2. Inclusion of outstanding fees in the net wealth of an assessee following the cash system of accounting.
3. Basis for deducting liabilities from the value of assets to determine net wealth.

Detailed Analysis:

Issue 1: Applicability of Section 7(2)(a) of the Wealth-tax Act, 1957, to an Assessee Carrying on a Profession
The court declined to answer this question, deeming it academic. The Supreme Court's observations in CWT v. Vysyaraju Badreenarayana Moorthy Raju [1985] 152 ITR 454, followed by the Bombay High Court in CWT v. V. M. Shah [1988] 170 ITR 17, established that outstanding fees of a person carrying on a profession are includible in the net wealth irrespective of the accounting method followed.

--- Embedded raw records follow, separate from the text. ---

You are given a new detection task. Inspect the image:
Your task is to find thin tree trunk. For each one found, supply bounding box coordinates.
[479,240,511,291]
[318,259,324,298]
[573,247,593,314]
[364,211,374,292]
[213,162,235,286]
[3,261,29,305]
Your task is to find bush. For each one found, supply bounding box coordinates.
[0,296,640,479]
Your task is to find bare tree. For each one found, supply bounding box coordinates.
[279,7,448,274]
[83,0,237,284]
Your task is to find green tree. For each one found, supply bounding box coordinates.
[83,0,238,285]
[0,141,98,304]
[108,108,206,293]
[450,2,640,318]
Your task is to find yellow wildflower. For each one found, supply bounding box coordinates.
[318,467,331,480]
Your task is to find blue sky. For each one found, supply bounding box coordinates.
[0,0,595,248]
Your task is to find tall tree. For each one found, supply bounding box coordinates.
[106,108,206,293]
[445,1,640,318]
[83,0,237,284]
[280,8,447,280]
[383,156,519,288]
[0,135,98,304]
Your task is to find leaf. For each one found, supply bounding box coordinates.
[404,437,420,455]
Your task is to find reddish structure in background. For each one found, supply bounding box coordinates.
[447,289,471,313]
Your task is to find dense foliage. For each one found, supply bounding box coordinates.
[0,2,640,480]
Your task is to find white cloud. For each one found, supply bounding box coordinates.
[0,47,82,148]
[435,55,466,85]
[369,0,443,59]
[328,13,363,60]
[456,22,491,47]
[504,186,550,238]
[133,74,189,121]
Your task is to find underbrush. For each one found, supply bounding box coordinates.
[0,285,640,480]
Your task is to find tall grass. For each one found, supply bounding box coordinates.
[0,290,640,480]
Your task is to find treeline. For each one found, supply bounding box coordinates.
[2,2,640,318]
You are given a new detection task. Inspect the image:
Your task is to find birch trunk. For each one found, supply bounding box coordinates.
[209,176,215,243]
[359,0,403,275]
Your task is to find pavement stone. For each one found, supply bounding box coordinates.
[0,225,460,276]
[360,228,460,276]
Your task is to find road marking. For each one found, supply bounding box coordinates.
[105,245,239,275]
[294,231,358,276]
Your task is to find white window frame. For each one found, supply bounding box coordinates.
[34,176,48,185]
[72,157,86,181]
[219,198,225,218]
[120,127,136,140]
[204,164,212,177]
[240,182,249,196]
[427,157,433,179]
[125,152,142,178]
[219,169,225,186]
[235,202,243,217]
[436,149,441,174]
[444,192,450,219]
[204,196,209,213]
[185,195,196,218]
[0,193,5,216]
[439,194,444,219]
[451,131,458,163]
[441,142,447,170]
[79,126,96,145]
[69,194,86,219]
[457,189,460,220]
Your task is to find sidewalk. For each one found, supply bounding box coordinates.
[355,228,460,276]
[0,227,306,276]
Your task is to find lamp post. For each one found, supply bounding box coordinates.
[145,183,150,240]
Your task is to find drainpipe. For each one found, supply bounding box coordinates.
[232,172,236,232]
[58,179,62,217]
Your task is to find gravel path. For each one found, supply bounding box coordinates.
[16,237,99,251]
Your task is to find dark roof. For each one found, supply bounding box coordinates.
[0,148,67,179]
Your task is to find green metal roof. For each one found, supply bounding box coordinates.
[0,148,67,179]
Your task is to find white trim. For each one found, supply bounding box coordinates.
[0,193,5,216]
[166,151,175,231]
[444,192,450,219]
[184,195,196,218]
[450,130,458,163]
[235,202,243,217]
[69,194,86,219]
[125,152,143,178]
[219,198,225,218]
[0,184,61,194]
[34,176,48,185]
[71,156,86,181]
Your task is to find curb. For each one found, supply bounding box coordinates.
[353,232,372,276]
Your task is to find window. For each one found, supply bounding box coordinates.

Thus, the answer to this question would not alter the situation.

Issue 2: Inclusion of Outstanding Fees in the Net Wealth of an Assessee Following the Cash System of Accounting
The Tribunal followed its earlier decision in V. M. Shah's case, holding that:
1. The case of an assessee carrying on a profession does not fall under section 7(2)(a), and adjustments in the value of assets not disclosed in the balance-sheet cannot be made under rule 2C.
2. Under the cash system of accounting, it is not permissible for the Wealth-tax Officer to adjust the net wealth disclosed in the balance-sheet.
3. If outstanding fees are included on an accrual basis, liabilities must also be considered on an accrual basis.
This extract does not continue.